PTSD (post traumatic stress disorder) is a mental health problem that some people develop after experiencing or witnessing a life-threatening event, like combat, a natural disaster, a car accident, or sexual assault.
It’s normal to have upsetting memories, feel on edge, or have trouble sleeping after this type of event. At first, it may be hard to do normal daily activities, like go to work, go to school, or spend time with people you care about. But most people start to feel better after a few weeks or months.
If it’s been longer than a few months and you’re still having symptoms, you may have PTSD. For some people, PTSD symptoms may start later on, or they may come and go over time.
- Reliving the event (also called re-experiencing symptoms). You may have bad memories or nightmares. You even may feel like you’re going through the event again. This is called a flashback.
- Avoiding situations that remind you of the event. You may try to avoid situations or people that trigger memories of the traumatic event. You may even avoid talking or thinking about the event.
- Having more negative beliefs and feelings. The way you think about yourself and others may change because of the trauma. You may feel guilt or shame. Or, you may not be interested in activities you used to enjoy. You may feel that the world is dangerous and you can’t trust anyone. You might be numb, or find it hard to feel happy.
- Feeling keyed up (also called hyper-arousal). You may be jittery, or always alert and on the lookout for danger. Or, you may have trouble concentrating or sleeping. You might suddenly get angry or irritable, startle easily, or act in unhealthy ways (like smoking, using drugs and alcohol, or driving recklessly. Department of Veterans Affairs (2017)
People with PTSD may also have other problems. These include:
- Feelings of hopelessness, shame, or despair
- Depression or anxiety
- Drinking or drug problems
- Physical symptoms or chronic pain
- Employment problems
- Relationship problems, including divorce (D.V.A, 2017)
As a nation we have been through a lot of thing just in my life time but also over history: Desert Storm, Desert Shield, Clinton years, Bush years, Obama years, the stock market meltdown, 9/11, Trump election, Police brutality, School Shootings, Heroin epidemic etc.
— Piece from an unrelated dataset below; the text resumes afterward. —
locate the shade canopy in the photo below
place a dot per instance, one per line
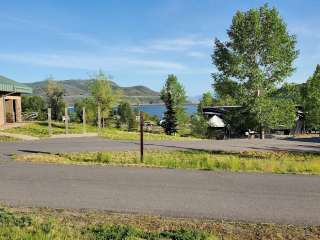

So as a nation we are sick and in need of some type of therapy.
What treatments are available?
Psychotherapy for PTSD
Psychotherapy, or counseling, involves meeting with a therapist.
- Trauma-focused psychotherapy, which focuses on the memory of the traumatic event or its meaning, is the most effective treatment for PTSD. There are different types of trauma-focused psychotherapy, such as:
- Cognitive Processing Therapy (CPT) where you learn skills to understand how trauma changed your thoughts and feelings. Changing how you think about the trauma can change how you feel.
- Prolonged Exposure (PE) where you talk about your trauma repeatedly until memories are no longer upsetting. This will help you get more control over your thoughts and feelings about the trauma. You also go to places or do things that are safe, but that you have been staying away from because they remind you of the trauma.
- Eye Movement Desensitization and Reprocessing (EMDR), which involves focusing on sounds or hand movements while you talk about the trauma. This helps your brain work through the traumatic memories. (DVA, 2017)
Or we can start treating people with a little more respect, love, empathy, kindness, because we have been through a lot!!!